# Smart Antennas



## jsk

How well do Smart Antennas work compared to regular antennas? I haven't found many reviews of them relating to OTA TV.


----------



## oljim

How smart are they, what is a smart antenna?


----------



## Scott in FL

This article provides a good explanation of smart antennas:
http://broadcastengineering.com/hdtv/smart_antennas/

I would love to play with one or hear from someone who has, but the same article mentions that they're not showing up in stores. In the meantime this provides a little bit of info on test results (from the same article, above):

Preliminary tests by the CEA R-5 Antenna Standards committee have shown impressive results, finding that a smart antenna can be most effective in ghosty areas and can increase DTV system performance by as much as 12dB. In addition, both the MSTV and the NAB have endorsed the technology, and the NTIA is allowing the interface on converter boxes certified in its DTV coupon program.


----------



## oljim

Looks like a fancy good looking indoor antenna, I always get a kick out of good looking over priced indoor antennas. they never seem to work as good as a cheap outdoor antenna.
If it is so good why not give info on who makes it, cost, and how to get one?


----------



## jsk

You need to buy a converter box or a TV that supports the Smart Antenna. The antennas run around $100 (http://www.google.com/products?sourceid=navclient&ie=UTF-8&rls=RNWE,RNWE:2004-22,RNWE:en&q=DTV+%22Smart+Antenna%22).

Smart Antennas are used in a variety of other applications such as Satellite Radio, Military communications, cell phones, etc. I'm just curious how well they work for DTV.

Thanks for the Broadcast Engineering link. I actually haven't seen the indoor antenna pictured in the article.


----------



## oljim

The bottom line is why spend $100 for an indoor antenna, then get a converter box all to end up with a SD picture. If you have a TV that will give you a HD picture you need a HD STB (the converter box is SD) Get a good outside antenna all for about the same cost as a over priced indoor ant and converter box that is SD only and will only work for stations 0-20 miles away.


----------



## Grentz

oljim, if a conventional antenna works for you then there is no reason for you to get a smart antenna.

They are made for areas where it is very tough to get a good signal and especially areas like that where stations are in different directions so it is hard to peak all the stations.


----------



## jsk

Another reason to get a Smart Antenna is if you receive channels from different directions and don't feel like adjusting the antenna all of the time.


----------



## EscapeVelocity

The Radio Shack 15-1892 is a Smart Antenna without the tuner interface. It has its own remote to change the tuner to pre assigned automated positions.

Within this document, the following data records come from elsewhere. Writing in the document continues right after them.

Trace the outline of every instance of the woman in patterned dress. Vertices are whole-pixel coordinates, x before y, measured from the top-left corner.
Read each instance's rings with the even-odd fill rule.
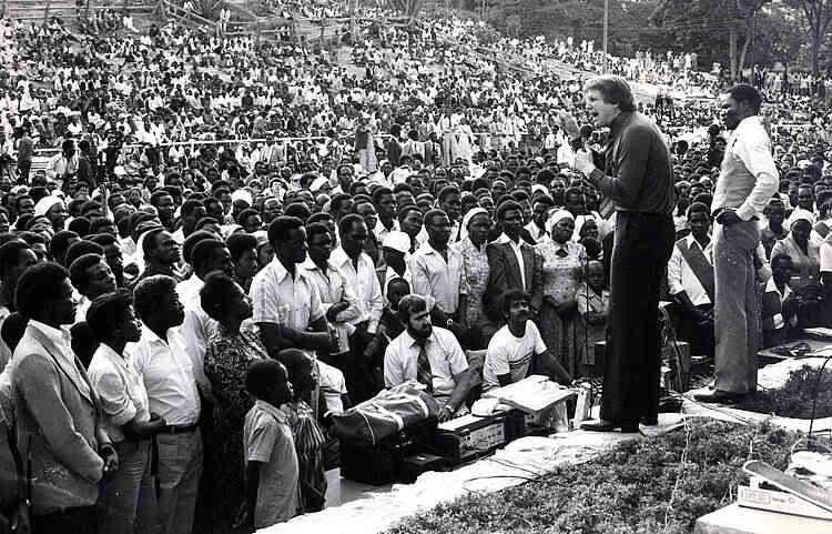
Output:
[[[295,399],[281,406],[281,410],[286,414],[295,437],[301,487],[300,513],[319,512],[324,510],[326,501],[326,437],[311,407],[312,395],[317,385],[315,362],[298,349],[284,350],[281,352],[281,360],[286,365],[288,380],[295,392]]]
[[[566,210],[556,212],[547,223],[549,235],[540,239],[535,251],[544,259],[544,304],[540,310],[540,335],[564,369],[575,376],[577,364],[576,290],[581,268],[587,261],[584,245],[572,241],[575,218]]]
[[[488,255],[485,249],[488,231],[493,224],[490,215],[483,208],[469,210],[463,218],[463,230],[466,235],[453,245],[463,254],[465,276],[469,290],[468,304],[461,313],[469,328],[477,326],[481,322],[480,319],[485,319],[483,294],[486,285],[488,285],[489,272]]]
[[[229,532],[243,502],[243,424],[254,400],[245,392],[245,371],[252,362],[268,357],[257,334],[241,331],[252,316],[243,289],[226,274],[205,279],[200,292],[202,308],[220,326],[205,346],[205,375],[215,397],[213,445],[205,451],[205,471],[212,475],[214,532]]]

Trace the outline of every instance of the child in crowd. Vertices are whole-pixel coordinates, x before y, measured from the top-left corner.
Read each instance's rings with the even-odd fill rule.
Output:
[[[586,281],[578,286],[575,300],[578,301],[578,347],[582,374],[592,374],[595,366],[595,344],[607,337],[609,316],[609,291],[603,289],[603,264],[590,261],[587,264]],[[598,370],[595,370],[598,373]]]
[[[295,440],[278,406],[292,402],[288,373],[275,360],[256,361],[245,373],[245,390],[256,401],[245,416],[247,508],[237,523],[264,528],[288,521],[298,508]]]
[[[398,319],[398,301],[410,294],[410,284],[405,279],[394,279],[387,284],[387,305],[382,310],[376,336],[367,344],[364,355],[374,372],[374,379],[384,384],[384,351],[390,341],[405,331],[405,324]]]
[[[281,352],[281,360],[288,371],[294,397],[281,406],[295,439],[301,486],[301,513],[324,510],[326,500],[326,474],[324,470],[324,431],[311,407],[312,395],[317,385],[315,361],[298,349]]]

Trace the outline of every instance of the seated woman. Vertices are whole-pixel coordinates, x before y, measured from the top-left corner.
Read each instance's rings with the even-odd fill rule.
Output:
[[[821,255],[816,244],[809,240],[812,233],[812,220],[808,213],[797,210],[790,222],[789,235],[778,241],[771,250],[771,256],[785,254],[792,259],[793,276],[797,288],[816,284],[820,281]]]
[[[790,286],[800,298],[798,314],[804,328],[829,322],[823,310],[823,289],[820,284],[820,246],[809,239],[812,233],[810,215],[805,210],[795,210],[790,220],[789,236],[778,241],[771,251],[772,258],[777,254],[787,254],[792,259]]]
[[[787,254],[774,254],[771,272],[762,299],[763,347],[785,343],[790,329],[798,326],[798,300],[789,286],[792,259]]]
[[[598,373],[595,367],[595,344],[607,339],[610,293],[603,285],[603,264],[590,261],[586,282],[575,293],[581,321],[578,325],[578,357],[582,374],[587,376]]]
[[[313,412],[312,395],[317,386],[315,362],[298,349],[286,349],[280,359],[288,372],[294,399],[281,406],[292,429],[297,452],[301,513],[319,512],[326,501],[324,444],[326,437]]]
[[[207,315],[219,322],[205,346],[205,376],[216,404],[213,410],[214,441],[205,451],[205,468],[214,477],[212,523],[230,527],[243,494],[243,424],[254,405],[245,391],[245,372],[258,360],[266,360],[260,336],[241,329],[252,316],[252,304],[243,289],[222,272],[205,278],[200,303]]]

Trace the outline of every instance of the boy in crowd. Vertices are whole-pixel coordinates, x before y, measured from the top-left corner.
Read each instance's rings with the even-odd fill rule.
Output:
[[[294,397],[286,367],[276,360],[252,363],[245,390],[256,401],[245,416],[247,527],[265,528],[291,520],[298,506],[295,441],[282,404]]]
[[[519,382],[529,375],[529,369],[564,384],[572,382],[544,344],[537,325],[529,320],[529,295],[520,290],[508,290],[503,294],[503,315],[507,324],[488,343],[483,366],[484,391]]]

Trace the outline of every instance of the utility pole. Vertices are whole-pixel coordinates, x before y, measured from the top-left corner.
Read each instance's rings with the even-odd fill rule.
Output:
[[[609,0],[603,0],[603,73],[607,73],[607,36],[609,33]]]

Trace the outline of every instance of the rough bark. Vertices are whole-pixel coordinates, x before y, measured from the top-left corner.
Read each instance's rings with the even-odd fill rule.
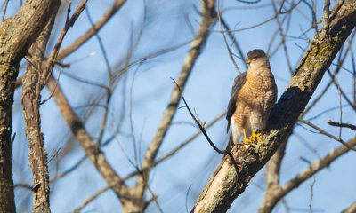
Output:
[[[26,136],[28,138],[29,166],[33,176],[33,212],[50,212],[49,175],[47,154],[44,146],[40,119],[40,67],[48,38],[53,27],[60,2],[53,6],[50,20],[42,34],[28,50],[30,57],[22,83],[22,110],[26,125]]]
[[[356,2],[341,1],[323,28],[311,42],[287,91],[271,112],[263,144],[240,144],[232,148],[239,172],[224,157],[200,193],[192,211],[226,212],[251,178],[270,160],[290,134],[326,70],[353,30]]]
[[[20,61],[60,0],[28,0],[0,26],[0,212],[15,212],[12,168],[12,116]]]

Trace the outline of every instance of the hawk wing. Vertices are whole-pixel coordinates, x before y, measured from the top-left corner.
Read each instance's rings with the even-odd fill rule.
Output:
[[[229,131],[230,124],[231,122],[231,117],[236,110],[236,101],[237,101],[238,92],[241,89],[241,87],[245,84],[245,83],[246,83],[246,72],[239,75],[235,78],[234,85],[231,90],[231,98],[230,99],[228,105],[228,113],[226,114],[226,119],[229,122],[227,131]]]

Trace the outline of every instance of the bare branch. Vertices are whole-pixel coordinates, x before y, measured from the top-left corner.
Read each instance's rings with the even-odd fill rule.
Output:
[[[356,2],[345,0],[329,23],[329,34],[315,35],[313,42],[305,52],[289,85],[272,109],[267,124],[263,145],[239,145],[231,153],[236,160],[239,174],[249,182],[259,170],[270,160],[278,147],[290,134],[303,109],[315,91],[326,70],[355,27]],[[343,147],[348,150],[346,147]],[[239,180],[236,172],[224,157],[206,188],[198,199],[194,212],[224,212],[232,201],[245,191],[245,183]]]
[[[335,122],[333,121],[328,120],[328,124],[331,126],[336,126],[336,127],[344,127],[344,128],[349,128],[352,130],[356,130],[356,126],[350,124],[350,123],[344,123],[344,122]]]

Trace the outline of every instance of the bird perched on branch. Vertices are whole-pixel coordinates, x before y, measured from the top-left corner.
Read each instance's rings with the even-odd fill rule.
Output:
[[[245,143],[262,142],[261,131],[277,100],[277,85],[266,53],[253,50],[246,61],[248,69],[235,78],[226,115],[234,144],[242,135]]]

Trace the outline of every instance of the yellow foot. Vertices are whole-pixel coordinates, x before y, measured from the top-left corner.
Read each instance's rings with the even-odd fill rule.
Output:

Check out my guide to indoor antennas on the AVSforum. Still a work in progress, but its pretty substantial already. Cant post links but you can search the title in google and it takes you right to it.

EV's Best Top Rated HDTV Indoor Antenna Review Test Round-Up Guide


----------



## rludy

If you use a smart antenna, can you run more than one tv on it?


----------



## jkane

10 years ago we called that a rotor. I have one sitting on a cabinet at home. Of course, in today's world, humans can't be relied upon to change the antenna direction on their own. That would be an outrageous option to consider. :nono2:


----------



## jeffshoaf

jkane said:


> 10 years ago we called that a rotor. I have one sitting on a cabinet at home. Of course, in today's world, humans can't be relied upon to change the antenna direction on their own. That would be an outrageous option to consider. :nono2:


There are remote-control operated rotor controllers...


----------



## oljim

jsk said:


> You need to buy a converter box or a TV that supports the Smart Antenna. The antennas run around $100 (http://www.google.com/products?sourceid=navclient&ie=UTF-8&rls=RNWE,RNWE:2004-22,RNWE:en&q=DTV+%22Smart+Antenna%22).
> 
> Smart Antennas are used in a variety of other applications such as Satellite Radio, Military communications, cell phones, etc. I'm just curious how well they work for DTV.
> 
> Thanks for the Broadcast Engineering link. I actually haven't seen the indoor antenna pictured in the article.


They are more new fangle stuff to get your$$ take the TERK 32 for about $90,it is a copy of the wiengard hd4400 that sells for $ 20 or the new C2 for about $60, I have found on UHF thy are no better that an apen eagel double bow tie that sells for $12 I tested them both for my daughter. She sent the C2 back


----------